Troubleshooting a postgresql JNDI connection

Hello, I am trying to setup a new JNDI connection in my cloverETL server, I am running into some issues and I am not sure how to troubleshoot from there.

I modified my tomcat/config/context.xml file as follows:

<Resource name="redshift" auth="Container" type="javax.sql.DataSource"
        initialSize="5" maxActive="5" minIdle="5" maxIdle="5" maxWait="1300000" removeAbandoned="true" removeAbandonedTimeout="1500"
        username="myusername" password="mypassword" driverClassName="org.postgresql.Driver"

Restarted tomcat, and create a new db connection via the Designer. Specified my JNDI resource as the one above (java:comp/env/redshift), and fire up my graphs.

The graphs won’t fail running, but in my redshift server I never see the sql calls that they are supposed to make. If I do the calls via a non JNDI connection I can successfully run the queries, so there is got to be some miss configuration I have somewhere for JNDI.

Here’s the output of my logs:

2015-09-10 17:28:56,756 INFO 1388117 [WatchDog_1388117] DBConnection driver[null]:jndi[java:comp/env/redshift]:url[jdbc:postgresql://]:user[myusername] … OK

So as far as cloverETL, it seem to be connecting (OK), but I don’t see the sql hitting my redshift server, and the graph just stays there forever, until the timeout is reached, and then it fails.

My questions are:

  1. Notice the “driver[null]” part on logs above, should I be concern about that? I am sort of new to the Tomcat env, so not sure if a driver is missing, then again, if I do a postgresql connection that is not JNDI, things work

  2. What would be a good way to troubleshoot what is happening while the graph is sitting idle? I am looking at the logs provided by cloverETL itself, but they just also sit idle in there, how can I tell what happens, or where the app failed to send the sql to the redshift server?

Any help will be appreciated, thank you!

update on this issue: the JNDI setup is actually working, the problem is that the DBExecute clover graphs don’t work with JNDI connections, they just timeout (CloverETL Server

Does anybody know why?

Hi Ramiro,

What kind of statements are you running? Can you share the graph and the whole log with us (ideally in debug log level)?
In general for DML statement you should use DBInputTable / DBOutputTable. However, this does not apply to Redshift, since another process is recommended – see our blog for more information.

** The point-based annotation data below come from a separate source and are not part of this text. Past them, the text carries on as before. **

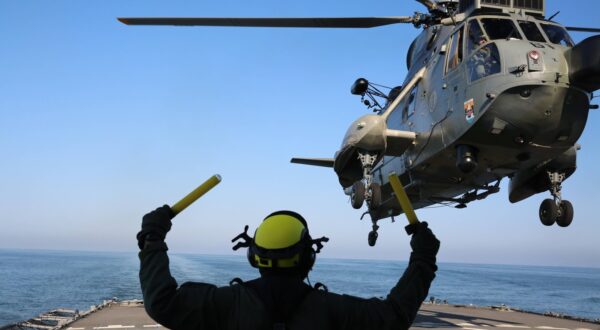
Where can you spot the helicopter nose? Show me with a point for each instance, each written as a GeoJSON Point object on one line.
{"type": "Point", "coordinates": [366, 133]}
{"type": "Point", "coordinates": [584, 65]}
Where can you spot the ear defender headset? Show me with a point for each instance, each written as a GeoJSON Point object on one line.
{"type": "Point", "coordinates": [281, 242]}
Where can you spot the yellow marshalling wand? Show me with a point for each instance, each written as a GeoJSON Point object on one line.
{"type": "Point", "coordinates": [404, 203]}
{"type": "Point", "coordinates": [196, 193]}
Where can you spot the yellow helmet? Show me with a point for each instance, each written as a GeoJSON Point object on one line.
{"type": "Point", "coordinates": [282, 242]}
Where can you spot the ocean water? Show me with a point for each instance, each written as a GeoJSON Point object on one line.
{"type": "Point", "coordinates": [32, 282]}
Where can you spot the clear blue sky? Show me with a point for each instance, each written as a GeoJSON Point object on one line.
{"type": "Point", "coordinates": [101, 122]}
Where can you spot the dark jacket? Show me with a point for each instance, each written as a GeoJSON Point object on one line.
{"type": "Point", "coordinates": [205, 306]}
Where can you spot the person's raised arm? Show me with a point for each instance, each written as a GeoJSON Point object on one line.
{"type": "Point", "coordinates": [186, 307]}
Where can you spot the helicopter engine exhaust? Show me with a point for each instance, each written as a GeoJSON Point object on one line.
{"type": "Point", "coordinates": [466, 158]}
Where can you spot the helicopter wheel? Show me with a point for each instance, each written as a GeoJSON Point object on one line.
{"type": "Point", "coordinates": [357, 198]}
{"type": "Point", "coordinates": [548, 212]}
{"type": "Point", "coordinates": [375, 192]}
{"type": "Point", "coordinates": [372, 239]}
{"type": "Point", "coordinates": [566, 214]}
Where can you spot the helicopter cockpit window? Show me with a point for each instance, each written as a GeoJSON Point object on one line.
{"type": "Point", "coordinates": [476, 37]}
{"type": "Point", "coordinates": [558, 35]}
{"type": "Point", "coordinates": [484, 62]}
{"type": "Point", "coordinates": [455, 54]}
{"type": "Point", "coordinates": [532, 32]}
{"type": "Point", "coordinates": [500, 28]}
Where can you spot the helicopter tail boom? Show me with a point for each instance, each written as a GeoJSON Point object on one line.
{"type": "Point", "coordinates": [323, 162]}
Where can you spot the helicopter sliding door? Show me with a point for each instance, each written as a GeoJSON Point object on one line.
{"type": "Point", "coordinates": [455, 78]}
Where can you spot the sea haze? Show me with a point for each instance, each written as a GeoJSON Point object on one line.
{"type": "Point", "coordinates": [37, 281]}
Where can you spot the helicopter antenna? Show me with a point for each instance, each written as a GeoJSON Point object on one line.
{"type": "Point", "coordinates": [555, 14]}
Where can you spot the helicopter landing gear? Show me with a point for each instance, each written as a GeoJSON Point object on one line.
{"type": "Point", "coordinates": [366, 189]}
{"type": "Point", "coordinates": [372, 239]}
{"type": "Point", "coordinates": [556, 209]}
{"type": "Point", "coordinates": [357, 197]}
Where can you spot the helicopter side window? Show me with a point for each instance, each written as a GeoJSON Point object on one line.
{"type": "Point", "coordinates": [558, 35]}
{"type": "Point", "coordinates": [409, 107]}
{"type": "Point", "coordinates": [484, 62]}
{"type": "Point", "coordinates": [500, 28]}
{"type": "Point", "coordinates": [532, 32]}
{"type": "Point", "coordinates": [456, 52]}
{"type": "Point", "coordinates": [476, 37]}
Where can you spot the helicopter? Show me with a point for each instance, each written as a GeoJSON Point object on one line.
{"type": "Point", "coordinates": [494, 89]}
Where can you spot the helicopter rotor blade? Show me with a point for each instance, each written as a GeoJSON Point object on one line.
{"type": "Point", "coordinates": [579, 29]}
{"type": "Point", "coordinates": [429, 4]}
{"type": "Point", "coordinates": [308, 22]}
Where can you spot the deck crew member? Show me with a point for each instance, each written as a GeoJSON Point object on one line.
{"type": "Point", "coordinates": [284, 253]}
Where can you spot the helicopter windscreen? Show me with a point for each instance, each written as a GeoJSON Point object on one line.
{"type": "Point", "coordinates": [558, 35]}
{"type": "Point", "coordinates": [476, 36]}
{"type": "Point", "coordinates": [500, 28]}
{"type": "Point", "coordinates": [532, 32]}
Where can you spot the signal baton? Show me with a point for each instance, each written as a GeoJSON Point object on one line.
{"type": "Point", "coordinates": [195, 194]}
{"type": "Point", "coordinates": [405, 203]}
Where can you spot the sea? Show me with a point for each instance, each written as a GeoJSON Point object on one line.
{"type": "Point", "coordinates": [33, 282]}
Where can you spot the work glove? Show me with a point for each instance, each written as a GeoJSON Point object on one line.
{"type": "Point", "coordinates": [424, 244]}
{"type": "Point", "coordinates": [155, 225]}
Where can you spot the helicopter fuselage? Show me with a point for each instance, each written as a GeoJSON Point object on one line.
{"type": "Point", "coordinates": [497, 88]}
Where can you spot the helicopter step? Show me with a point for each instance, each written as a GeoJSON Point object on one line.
{"type": "Point", "coordinates": [556, 210]}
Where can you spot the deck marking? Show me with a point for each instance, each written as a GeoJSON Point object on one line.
{"type": "Point", "coordinates": [512, 326]}
{"type": "Point", "coordinates": [429, 324]}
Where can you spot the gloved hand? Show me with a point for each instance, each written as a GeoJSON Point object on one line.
{"type": "Point", "coordinates": [424, 244]}
{"type": "Point", "coordinates": [155, 225]}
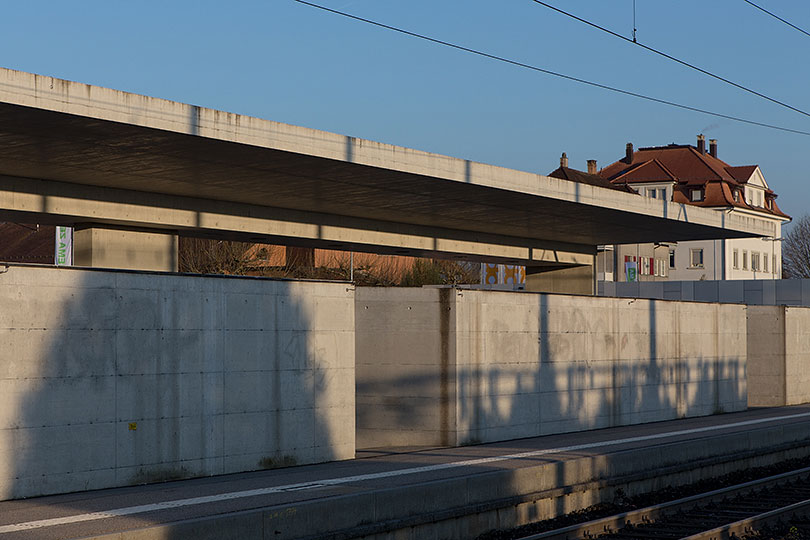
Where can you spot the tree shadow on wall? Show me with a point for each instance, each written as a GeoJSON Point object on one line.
{"type": "Point", "coordinates": [121, 378]}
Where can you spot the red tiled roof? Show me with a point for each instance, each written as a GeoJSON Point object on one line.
{"type": "Point", "coordinates": [573, 175]}
{"type": "Point", "coordinates": [688, 169]}
{"type": "Point", "coordinates": [743, 173]}
{"type": "Point", "coordinates": [648, 171]}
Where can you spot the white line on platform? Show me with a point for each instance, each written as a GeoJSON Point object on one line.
{"type": "Point", "coordinates": [117, 512]}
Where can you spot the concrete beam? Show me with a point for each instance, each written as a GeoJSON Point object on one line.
{"type": "Point", "coordinates": [28, 200]}
{"type": "Point", "coordinates": [132, 250]}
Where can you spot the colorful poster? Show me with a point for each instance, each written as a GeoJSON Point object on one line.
{"type": "Point", "coordinates": [631, 271]}
{"type": "Point", "coordinates": [502, 274]}
{"type": "Point", "coordinates": [64, 246]}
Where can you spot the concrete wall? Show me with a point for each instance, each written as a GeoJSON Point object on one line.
{"type": "Point", "coordinates": [792, 292]}
{"type": "Point", "coordinates": [516, 365]}
{"type": "Point", "coordinates": [404, 367]}
{"type": "Point", "coordinates": [778, 355]}
{"type": "Point", "coordinates": [117, 378]}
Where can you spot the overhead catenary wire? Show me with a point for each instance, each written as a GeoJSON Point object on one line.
{"type": "Point", "coordinates": [775, 16]}
{"type": "Point", "coordinates": [674, 59]}
{"type": "Point", "coordinates": [549, 72]}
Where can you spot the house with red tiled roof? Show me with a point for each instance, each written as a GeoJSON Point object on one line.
{"type": "Point", "coordinates": [695, 175]}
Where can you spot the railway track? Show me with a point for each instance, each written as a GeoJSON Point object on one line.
{"type": "Point", "coordinates": [732, 512]}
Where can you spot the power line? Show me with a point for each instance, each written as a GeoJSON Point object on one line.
{"type": "Point", "coordinates": [549, 72]}
{"type": "Point", "coordinates": [779, 18]}
{"type": "Point", "coordinates": [670, 57]}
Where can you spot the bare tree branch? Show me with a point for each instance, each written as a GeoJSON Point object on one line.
{"type": "Point", "coordinates": [796, 250]}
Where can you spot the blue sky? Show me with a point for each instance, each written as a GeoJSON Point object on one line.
{"type": "Point", "coordinates": [288, 62]}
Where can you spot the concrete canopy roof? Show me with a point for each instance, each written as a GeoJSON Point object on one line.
{"type": "Point", "coordinates": [91, 137]}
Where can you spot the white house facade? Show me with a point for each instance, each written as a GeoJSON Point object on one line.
{"type": "Point", "coordinates": [692, 175]}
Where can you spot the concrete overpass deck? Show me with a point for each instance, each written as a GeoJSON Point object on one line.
{"type": "Point", "coordinates": [75, 154]}
{"type": "Point", "coordinates": [434, 493]}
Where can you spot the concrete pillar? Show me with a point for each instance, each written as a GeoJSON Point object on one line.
{"type": "Point", "coordinates": [298, 257]}
{"type": "Point", "coordinates": [566, 280]}
{"type": "Point", "coordinates": [128, 249]}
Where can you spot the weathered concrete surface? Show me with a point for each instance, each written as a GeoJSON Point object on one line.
{"type": "Point", "coordinates": [117, 378]}
{"type": "Point", "coordinates": [791, 292]}
{"type": "Point", "coordinates": [778, 355]}
{"type": "Point", "coordinates": [461, 366]}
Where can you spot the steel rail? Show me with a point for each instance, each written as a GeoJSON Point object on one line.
{"type": "Point", "coordinates": [753, 523]}
{"type": "Point", "coordinates": [614, 523]}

Thanks for the RedshiftWriter Subgraph recommendation Jan, it will be worth exploring, unfortunately we are stuck on version 3.5 of CloverETL for the moment, hopefully we can make DBEXEC graphs to work with JNDI instead.

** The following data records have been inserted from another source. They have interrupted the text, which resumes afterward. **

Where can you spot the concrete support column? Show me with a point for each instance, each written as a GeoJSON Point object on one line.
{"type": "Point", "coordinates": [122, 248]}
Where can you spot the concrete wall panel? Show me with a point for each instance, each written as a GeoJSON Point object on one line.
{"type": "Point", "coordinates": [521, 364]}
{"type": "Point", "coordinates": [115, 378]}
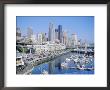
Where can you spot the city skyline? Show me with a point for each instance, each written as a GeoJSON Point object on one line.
{"type": "Point", "coordinates": [83, 26]}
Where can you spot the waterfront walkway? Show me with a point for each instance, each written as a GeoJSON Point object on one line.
{"type": "Point", "coordinates": [31, 60]}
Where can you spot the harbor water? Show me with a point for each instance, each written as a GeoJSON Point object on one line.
{"type": "Point", "coordinates": [54, 66]}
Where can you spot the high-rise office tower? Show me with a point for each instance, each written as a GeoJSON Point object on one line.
{"type": "Point", "coordinates": [65, 38]}
{"type": "Point", "coordinates": [74, 39]}
{"type": "Point", "coordinates": [60, 34]}
{"type": "Point", "coordinates": [39, 37]}
{"type": "Point", "coordinates": [29, 32]}
{"type": "Point", "coordinates": [51, 34]}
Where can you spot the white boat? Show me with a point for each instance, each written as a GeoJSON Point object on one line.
{"type": "Point", "coordinates": [64, 65]}
{"type": "Point", "coordinates": [19, 61]}
{"type": "Point", "coordinates": [44, 72]}
{"type": "Point", "coordinates": [67, 60]}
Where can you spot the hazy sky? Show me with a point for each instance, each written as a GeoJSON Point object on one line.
{"type": "Point", "coordinates": [83, 26]}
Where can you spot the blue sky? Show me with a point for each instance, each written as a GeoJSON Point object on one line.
{"type": "Point", "coordinates": [82, 25]}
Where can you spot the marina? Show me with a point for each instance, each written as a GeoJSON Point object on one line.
{"type": "Point", "coordinates": [62, 62]}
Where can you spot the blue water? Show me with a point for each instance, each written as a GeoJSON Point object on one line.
{"type": "Point", "coordinates": [54, 67]}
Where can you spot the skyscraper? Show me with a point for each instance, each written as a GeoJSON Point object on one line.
{"type": "Point", "coordinates": [60, 34]}
{"type": "Point", "coordinates": [18, 34]}
{"type": "Point", "coordinates": [39, 38]}
{"type": "Point", "coordinates": [56, 34]}
{"type": "Point", "coordinates": [51, 33]}
{"type": "Point", "coordinates": [64, 38]}
{"type": "Point", "coordinates": [74, 39]}
{"type": "Point", "coordinates": [29, 32]}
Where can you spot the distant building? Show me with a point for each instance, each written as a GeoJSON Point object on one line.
{"type": "Point", "coordinates": [44, 38]}
{"type": "Point", "coordinates": [29, 32]}
{"type": "Point", "coordinates": [39, 37]}
{"type": "Point", "coordinates": [51, 34]}
{"type": "Point", "coordinates": [33, 38]}
{"type": "Point", "coordinates": [65, 38]}
{"type": "Point", "coordinates": [18, 34]}
{"type": "Point", "coordinates": [74, 40]}
{"type": "Point", "coordinates": [56, 34]}
{"type": "Point", "coordinates": [60, 33]}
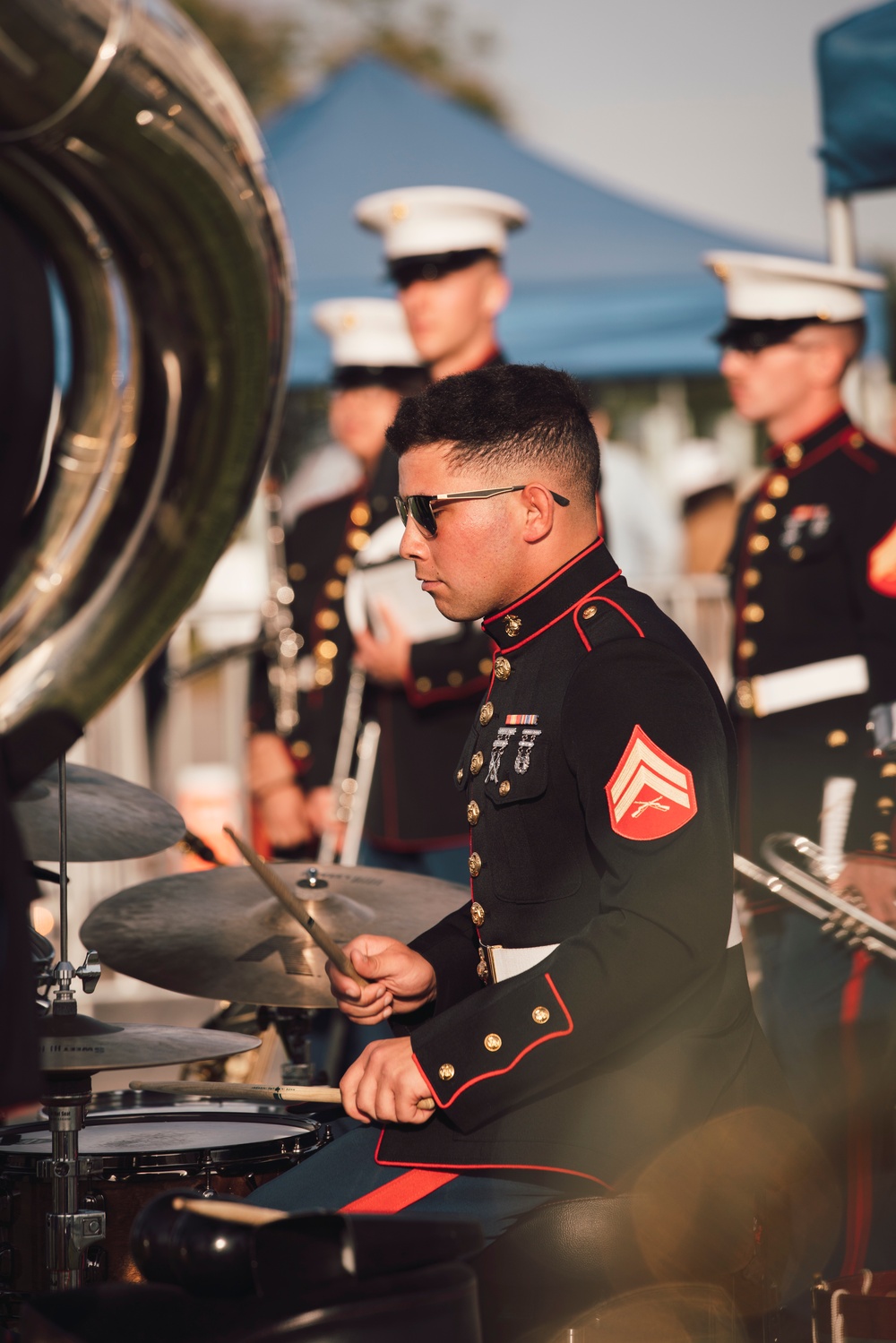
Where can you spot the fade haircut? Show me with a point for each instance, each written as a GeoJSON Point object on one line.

This is the particular SQL statement I am running (but in fact, it can be any sql):

insert into my_schema.transform_times (description, site_id, timestamp, batch_id, identifier) values ('staging_fact_tr_user_has_state_by_day_active', 777, getdate(), 149, 'start');

This is the error message I am getting:

Component [truncate staging tables:TRUNCATE_STAGING_TABLES] finished with status ERROR.
Component pre-execute initialization failed.
Cannot establish DB connection to JNDI:java:comp/env/redshift Cannot get a connection, pool error Timeout waiting for idle object

If I switch my connection from the JNDI to a regular postgresql driver connection, the same graphs and sql works perfect.

Attached are the log file (in debug level), and also the source code of the graph I am running. Let me know if I can send you any other information that may help troubleshoot, thank you!

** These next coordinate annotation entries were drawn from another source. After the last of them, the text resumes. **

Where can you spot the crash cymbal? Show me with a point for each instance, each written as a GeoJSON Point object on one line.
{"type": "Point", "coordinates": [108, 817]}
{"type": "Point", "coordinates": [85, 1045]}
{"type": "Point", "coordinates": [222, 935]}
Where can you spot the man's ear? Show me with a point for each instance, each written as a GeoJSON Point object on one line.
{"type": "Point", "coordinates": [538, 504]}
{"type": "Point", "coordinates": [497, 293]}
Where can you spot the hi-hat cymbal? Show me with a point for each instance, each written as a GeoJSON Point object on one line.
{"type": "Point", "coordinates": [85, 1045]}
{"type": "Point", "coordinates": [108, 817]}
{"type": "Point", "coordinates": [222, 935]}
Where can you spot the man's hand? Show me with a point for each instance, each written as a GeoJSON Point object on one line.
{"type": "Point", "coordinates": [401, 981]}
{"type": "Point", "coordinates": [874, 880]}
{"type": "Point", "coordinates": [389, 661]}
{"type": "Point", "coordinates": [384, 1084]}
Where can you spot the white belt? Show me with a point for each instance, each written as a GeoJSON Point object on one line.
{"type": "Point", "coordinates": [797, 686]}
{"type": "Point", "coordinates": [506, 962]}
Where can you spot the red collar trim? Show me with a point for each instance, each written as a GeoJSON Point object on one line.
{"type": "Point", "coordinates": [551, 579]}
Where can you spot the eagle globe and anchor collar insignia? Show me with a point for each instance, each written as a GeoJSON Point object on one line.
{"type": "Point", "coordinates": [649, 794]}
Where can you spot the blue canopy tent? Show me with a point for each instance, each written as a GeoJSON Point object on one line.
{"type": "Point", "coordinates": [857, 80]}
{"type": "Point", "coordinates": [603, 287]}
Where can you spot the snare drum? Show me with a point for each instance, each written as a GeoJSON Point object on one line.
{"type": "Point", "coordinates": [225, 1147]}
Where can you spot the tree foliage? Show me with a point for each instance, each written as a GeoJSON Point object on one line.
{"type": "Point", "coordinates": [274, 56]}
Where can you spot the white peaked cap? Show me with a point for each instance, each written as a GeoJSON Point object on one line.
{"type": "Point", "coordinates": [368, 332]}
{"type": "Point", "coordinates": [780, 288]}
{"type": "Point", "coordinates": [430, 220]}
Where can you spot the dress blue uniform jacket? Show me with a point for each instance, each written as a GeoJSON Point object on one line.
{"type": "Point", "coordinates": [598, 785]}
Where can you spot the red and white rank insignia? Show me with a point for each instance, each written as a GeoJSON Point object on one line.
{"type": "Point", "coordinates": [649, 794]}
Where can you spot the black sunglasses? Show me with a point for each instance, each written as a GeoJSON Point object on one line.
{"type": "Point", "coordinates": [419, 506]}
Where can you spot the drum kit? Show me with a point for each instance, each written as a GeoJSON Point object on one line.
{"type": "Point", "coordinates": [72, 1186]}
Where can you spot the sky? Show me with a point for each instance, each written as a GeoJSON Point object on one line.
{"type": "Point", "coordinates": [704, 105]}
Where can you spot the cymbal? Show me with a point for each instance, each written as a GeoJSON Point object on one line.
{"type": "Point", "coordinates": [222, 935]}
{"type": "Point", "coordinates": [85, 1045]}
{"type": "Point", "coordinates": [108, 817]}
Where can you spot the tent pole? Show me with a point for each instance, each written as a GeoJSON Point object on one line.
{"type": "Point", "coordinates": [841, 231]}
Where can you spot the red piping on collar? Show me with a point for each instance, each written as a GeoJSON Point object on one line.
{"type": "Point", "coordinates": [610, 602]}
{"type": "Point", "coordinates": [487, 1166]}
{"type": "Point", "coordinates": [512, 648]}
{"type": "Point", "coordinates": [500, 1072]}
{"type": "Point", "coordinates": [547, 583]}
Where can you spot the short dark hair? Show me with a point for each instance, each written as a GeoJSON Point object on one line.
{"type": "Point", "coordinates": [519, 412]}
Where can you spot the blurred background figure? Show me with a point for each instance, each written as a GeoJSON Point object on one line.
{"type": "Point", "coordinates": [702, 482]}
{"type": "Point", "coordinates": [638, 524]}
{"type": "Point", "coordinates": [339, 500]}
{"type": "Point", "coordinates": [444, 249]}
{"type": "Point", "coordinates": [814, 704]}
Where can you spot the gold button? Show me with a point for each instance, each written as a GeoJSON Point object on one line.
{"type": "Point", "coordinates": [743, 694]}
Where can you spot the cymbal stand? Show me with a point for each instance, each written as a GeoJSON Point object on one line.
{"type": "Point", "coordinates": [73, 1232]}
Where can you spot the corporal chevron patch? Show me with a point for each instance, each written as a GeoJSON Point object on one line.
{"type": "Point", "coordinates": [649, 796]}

I have already sent you the answer via email, but I will post the answer here as well for other users.

First of all I would definitely use Redshift JDBC driver instead of PostgreSQL, although it should work in most cases. You can find the Redshift drivers and further information about their usage in Redshift documentation here.

Secondly for writing data (INSERT statements) you should always use DBOutputTable. This applies also to reading - you should use DBInputTable for SELECT operations. Please refer to DBExecute, DBInputTable, [url=]DBOutputTable articles in our documentation for more information.

However, I would strongly recommend you the other approach (blog article) - using COPY command. This approach is also recommended by Amazon: “We strongly recommend using the COPY command to load large amounts of data. Using individual INSERT statements to populate a table might be prohibitively slow.” [Redshift documentation - Using a COPY Command to Load Data]
You might also find useful the Redshift documentation article that deals with the COPY command.